Changes to Pennsylvania's archaic laws on alcohol seem to come one bottle at a time rather than by the barrel. That's because it's usually the court, in narrowly defined cases, and not the Legislature, in broad reforms, that delivers progress.
Case in point is Monday's ruling by Commonwealth Court that allows consumers to buy up to two six-packs of beer at restaurants with liquor licenses operated by supermarkets. The litigation was brought by the Wegmans chain, which has 12 stores in Pennsylvania (two in Erie and the rest in the eastern half of the state), and will give customers the convenience of buying small quantities of take-home beer at a food store.
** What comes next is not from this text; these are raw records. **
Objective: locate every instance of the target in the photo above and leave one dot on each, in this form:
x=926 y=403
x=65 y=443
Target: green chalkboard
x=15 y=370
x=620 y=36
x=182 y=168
The alternative is to go to a restaurant, tavern or pizza parlor that sells six-packs, or head to a beer distributor, where the customer must buy a case.
Unfortunately, this is not the final word in the beer battle, as the Pennsylvania Malt Beverage Distributors Association plans to appeal the decision to the state Supreme Court. No doubt these merchants wouldn't mind selling six-packs, too -- but that is also forbidden.
This isn't the only evidence that Pennsylvania's laws on alcohol are built for inconvenience. Packaged wine and spirits are sold by a government monopoly and, while the system has modernized, its Sunday hours and supermarket locations are a rarity.
That's why a pro-consumer decision here would be a small change, but one worth toasting.